Dritte Startbahn: Seehofer setzt auf Dialog

Berlin/München - Bayerns Ministerpräsident Horst Seehofer (CSU) setzt in der Debatte um den Ausbau des Münchner Flughafens auf Dialog. Eine Alternative sehe er aber nicht.

Aus Protest gegen den geplanten Ausbau des Münchner Flughafens ist der CSU-Ortsverband Berglern mitsamt Bürgermeister und Vorstand aus der Partei ausgetreten. “Ich habe die Hoffnung aufgegeben, innerhalb der Partei etwas bewegen zu können, deshalb bin ich ausgetreten“ sagte Bürgermeister Herbert Knur am Samstag der Nachrichtenagentur dpa. Der Vorstand und ein Großteil des Ortsverbands seien ihm in dieser Entscheidung gefolgt.

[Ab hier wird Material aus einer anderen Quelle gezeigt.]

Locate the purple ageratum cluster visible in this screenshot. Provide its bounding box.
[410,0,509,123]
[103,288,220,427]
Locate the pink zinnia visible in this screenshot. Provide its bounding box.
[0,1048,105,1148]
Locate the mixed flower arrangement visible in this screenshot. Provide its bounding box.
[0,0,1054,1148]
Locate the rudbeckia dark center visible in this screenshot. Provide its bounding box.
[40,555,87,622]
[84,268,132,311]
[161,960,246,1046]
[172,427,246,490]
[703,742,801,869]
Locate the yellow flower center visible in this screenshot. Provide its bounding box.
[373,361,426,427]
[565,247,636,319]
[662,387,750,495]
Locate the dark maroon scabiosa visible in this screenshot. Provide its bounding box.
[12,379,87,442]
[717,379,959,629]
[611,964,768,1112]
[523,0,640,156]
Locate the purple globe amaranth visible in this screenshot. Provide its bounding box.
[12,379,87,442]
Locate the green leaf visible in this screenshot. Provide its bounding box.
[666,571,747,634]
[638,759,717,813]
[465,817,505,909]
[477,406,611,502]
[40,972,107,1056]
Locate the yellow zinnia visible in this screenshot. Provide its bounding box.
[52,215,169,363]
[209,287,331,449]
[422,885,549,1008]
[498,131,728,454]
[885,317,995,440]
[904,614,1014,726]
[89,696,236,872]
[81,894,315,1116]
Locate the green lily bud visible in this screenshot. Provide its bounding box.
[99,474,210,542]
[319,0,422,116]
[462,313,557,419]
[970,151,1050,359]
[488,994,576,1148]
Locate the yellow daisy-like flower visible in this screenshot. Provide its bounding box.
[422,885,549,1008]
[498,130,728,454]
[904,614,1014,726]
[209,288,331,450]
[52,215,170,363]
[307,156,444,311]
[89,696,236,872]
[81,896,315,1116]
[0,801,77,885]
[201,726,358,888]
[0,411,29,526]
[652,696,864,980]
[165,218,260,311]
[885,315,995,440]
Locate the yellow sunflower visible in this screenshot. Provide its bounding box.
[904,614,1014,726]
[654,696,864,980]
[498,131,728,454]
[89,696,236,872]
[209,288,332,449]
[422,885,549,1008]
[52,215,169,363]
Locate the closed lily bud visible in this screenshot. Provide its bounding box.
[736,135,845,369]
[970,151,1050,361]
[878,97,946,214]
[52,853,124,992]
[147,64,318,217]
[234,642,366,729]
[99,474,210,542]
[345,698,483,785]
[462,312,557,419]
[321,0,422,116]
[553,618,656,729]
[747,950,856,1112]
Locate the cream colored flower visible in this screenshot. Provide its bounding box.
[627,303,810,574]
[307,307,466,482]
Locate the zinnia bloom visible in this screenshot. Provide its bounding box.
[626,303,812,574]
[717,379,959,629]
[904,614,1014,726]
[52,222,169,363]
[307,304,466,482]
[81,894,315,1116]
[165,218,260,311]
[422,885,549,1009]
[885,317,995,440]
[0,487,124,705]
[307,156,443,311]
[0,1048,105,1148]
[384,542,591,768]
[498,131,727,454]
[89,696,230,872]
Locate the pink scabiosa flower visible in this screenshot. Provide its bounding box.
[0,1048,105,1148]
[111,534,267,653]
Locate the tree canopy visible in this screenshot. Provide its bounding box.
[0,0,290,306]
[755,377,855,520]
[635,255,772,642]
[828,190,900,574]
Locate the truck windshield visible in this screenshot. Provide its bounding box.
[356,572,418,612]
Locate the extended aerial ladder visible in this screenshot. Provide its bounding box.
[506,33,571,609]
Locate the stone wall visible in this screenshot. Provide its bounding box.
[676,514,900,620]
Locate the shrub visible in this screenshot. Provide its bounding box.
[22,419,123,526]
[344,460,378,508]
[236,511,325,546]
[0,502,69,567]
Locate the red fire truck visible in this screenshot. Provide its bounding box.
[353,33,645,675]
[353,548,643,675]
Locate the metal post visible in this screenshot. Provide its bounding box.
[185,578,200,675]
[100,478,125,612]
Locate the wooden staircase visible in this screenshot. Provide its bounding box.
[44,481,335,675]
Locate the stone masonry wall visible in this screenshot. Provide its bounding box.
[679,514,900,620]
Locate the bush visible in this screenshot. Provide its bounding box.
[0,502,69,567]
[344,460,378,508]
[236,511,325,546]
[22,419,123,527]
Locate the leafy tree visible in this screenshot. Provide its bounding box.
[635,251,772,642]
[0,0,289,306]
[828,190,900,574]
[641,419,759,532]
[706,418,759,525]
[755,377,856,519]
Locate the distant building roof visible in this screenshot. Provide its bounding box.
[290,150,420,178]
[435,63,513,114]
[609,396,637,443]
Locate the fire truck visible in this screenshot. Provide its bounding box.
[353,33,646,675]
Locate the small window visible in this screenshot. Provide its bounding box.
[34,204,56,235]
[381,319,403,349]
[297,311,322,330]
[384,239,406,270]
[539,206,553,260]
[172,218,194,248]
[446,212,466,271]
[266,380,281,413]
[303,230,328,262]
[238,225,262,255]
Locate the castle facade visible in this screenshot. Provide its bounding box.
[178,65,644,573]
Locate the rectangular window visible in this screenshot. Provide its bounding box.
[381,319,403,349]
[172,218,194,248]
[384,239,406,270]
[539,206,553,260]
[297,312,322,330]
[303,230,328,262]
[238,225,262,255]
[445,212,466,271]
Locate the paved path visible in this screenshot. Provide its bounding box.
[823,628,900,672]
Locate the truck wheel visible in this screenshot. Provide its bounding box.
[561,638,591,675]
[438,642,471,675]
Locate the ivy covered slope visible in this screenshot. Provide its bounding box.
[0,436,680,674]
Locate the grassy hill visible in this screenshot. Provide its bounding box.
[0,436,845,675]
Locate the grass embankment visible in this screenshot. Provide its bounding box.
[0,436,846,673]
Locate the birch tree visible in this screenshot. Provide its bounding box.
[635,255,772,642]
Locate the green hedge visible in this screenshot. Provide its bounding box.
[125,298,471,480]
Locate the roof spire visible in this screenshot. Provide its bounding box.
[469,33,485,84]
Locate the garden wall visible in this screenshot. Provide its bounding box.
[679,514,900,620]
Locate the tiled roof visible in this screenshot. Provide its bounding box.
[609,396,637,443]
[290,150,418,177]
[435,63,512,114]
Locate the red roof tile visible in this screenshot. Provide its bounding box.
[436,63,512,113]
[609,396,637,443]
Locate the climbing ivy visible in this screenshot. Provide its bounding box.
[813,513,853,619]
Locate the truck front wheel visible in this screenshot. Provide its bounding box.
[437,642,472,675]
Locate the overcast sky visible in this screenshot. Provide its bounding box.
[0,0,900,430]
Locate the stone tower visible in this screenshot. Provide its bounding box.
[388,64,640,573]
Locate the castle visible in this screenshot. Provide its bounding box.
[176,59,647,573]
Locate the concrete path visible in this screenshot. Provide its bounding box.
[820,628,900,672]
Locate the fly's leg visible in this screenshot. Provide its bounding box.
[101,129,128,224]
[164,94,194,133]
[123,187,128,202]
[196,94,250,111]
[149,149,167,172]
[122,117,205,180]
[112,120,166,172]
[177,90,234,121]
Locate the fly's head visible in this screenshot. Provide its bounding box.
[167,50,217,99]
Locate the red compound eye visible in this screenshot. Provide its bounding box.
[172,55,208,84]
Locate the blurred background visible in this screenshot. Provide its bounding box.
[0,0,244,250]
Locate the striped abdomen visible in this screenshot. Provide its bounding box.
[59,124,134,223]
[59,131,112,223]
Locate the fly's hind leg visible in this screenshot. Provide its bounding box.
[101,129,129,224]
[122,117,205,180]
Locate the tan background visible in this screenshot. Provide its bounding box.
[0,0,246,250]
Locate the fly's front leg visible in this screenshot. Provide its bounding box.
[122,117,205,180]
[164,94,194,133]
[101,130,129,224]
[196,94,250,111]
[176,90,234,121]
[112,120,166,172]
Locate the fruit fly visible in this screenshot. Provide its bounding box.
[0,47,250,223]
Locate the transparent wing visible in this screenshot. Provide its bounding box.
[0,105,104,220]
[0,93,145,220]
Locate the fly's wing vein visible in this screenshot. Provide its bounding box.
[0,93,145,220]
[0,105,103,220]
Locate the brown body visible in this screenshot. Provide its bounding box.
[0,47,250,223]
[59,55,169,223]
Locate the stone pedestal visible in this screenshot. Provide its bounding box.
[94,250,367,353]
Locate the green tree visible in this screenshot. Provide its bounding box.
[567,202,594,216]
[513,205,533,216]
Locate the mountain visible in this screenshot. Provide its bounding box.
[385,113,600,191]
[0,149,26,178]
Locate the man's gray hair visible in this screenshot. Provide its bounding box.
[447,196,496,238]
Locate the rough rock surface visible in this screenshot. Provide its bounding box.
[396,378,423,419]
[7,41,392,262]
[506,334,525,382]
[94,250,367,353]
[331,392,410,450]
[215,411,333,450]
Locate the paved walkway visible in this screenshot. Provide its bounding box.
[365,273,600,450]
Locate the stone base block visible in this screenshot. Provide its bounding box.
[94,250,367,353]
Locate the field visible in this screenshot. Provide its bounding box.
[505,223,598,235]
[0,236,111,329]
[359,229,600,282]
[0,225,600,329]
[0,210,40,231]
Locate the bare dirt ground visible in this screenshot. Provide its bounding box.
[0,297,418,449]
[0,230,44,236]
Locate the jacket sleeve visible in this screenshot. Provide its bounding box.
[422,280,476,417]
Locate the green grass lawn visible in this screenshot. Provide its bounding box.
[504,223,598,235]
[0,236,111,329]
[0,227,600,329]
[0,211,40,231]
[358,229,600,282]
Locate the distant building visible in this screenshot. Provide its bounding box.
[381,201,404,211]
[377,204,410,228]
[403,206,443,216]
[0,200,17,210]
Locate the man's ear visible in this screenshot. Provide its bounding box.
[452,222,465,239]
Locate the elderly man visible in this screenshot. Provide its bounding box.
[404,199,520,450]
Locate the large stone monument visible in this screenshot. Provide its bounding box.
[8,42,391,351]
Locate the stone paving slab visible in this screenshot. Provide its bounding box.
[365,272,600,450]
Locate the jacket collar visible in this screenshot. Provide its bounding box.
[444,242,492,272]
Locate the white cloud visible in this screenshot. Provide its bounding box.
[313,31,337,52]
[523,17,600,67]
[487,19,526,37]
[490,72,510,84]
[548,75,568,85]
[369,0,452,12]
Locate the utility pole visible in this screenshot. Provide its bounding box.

Bayerns Ministerpräsident und CSU-Chef Horst Seehofer verteidigte im Sommerinterview des “ARD-Berichtes aus Berlin“ die Entscheidung zum Bau der dritten Bahn. Eine Alternative zur dritten Start- und Landebahn sehe er nicht: “Wir wollen sie, weil Bayern nicht irgendeine Provinz ist, sondern wir sind eine der wirtschaftsstärksten Regionen in Deutschland“, sagte er und betonte, er wolle den Dialog mit den Anwohnern suchen. “Wir wollen den Dialog mit der Bevölkerung darüber. Ich habe sie eingeladen. Zunächst ist das abgelehnt worden, aber wir werden ins Gespräch kommen.“

Die Gemeinde Berglern mit rund 1300 Einwohnern liegt in der Nähe des Flughafens im Münchner Norden und wäre damit von der geplanten dritten Startbahn besonders betroffen. Wie mehrere Medien berichteten, hatte Seehofer Knur ein Gespräch vor der Entscheidung über den Bau der dritten Startbahn zugesichert. Dieses Treffen habe jedoch nie stattgefunden, die Entscheidung sei ohne Rücksprache gefällt worden. Bürgermeister Knur rechnet nicht mit einer Reaktion von Seehofer auf diesen Protest. “Wer sich so verhält, den interessiert das überhaupt nicht.“

Der CSU-Ortsverband Berglern wurde im Jahr 1955 gegründet hatte nach Angaben des ebenfalls zurückgetretenen Vorsitzenden Georg Wagner zuletzt rund 40 Mitglieder. Nach dem Rücktritt des Vorstandes erhalte er nun aber eine Kündigung nach der anderen. “Wenn ich gleich zum Briefkasten gehe, liegt vielleicht wieder eine darin“, sagte er am Sonntag der dpa. Er geht deshalb davon aus, dass sich der Verband in den nächsten Wochen auflöst.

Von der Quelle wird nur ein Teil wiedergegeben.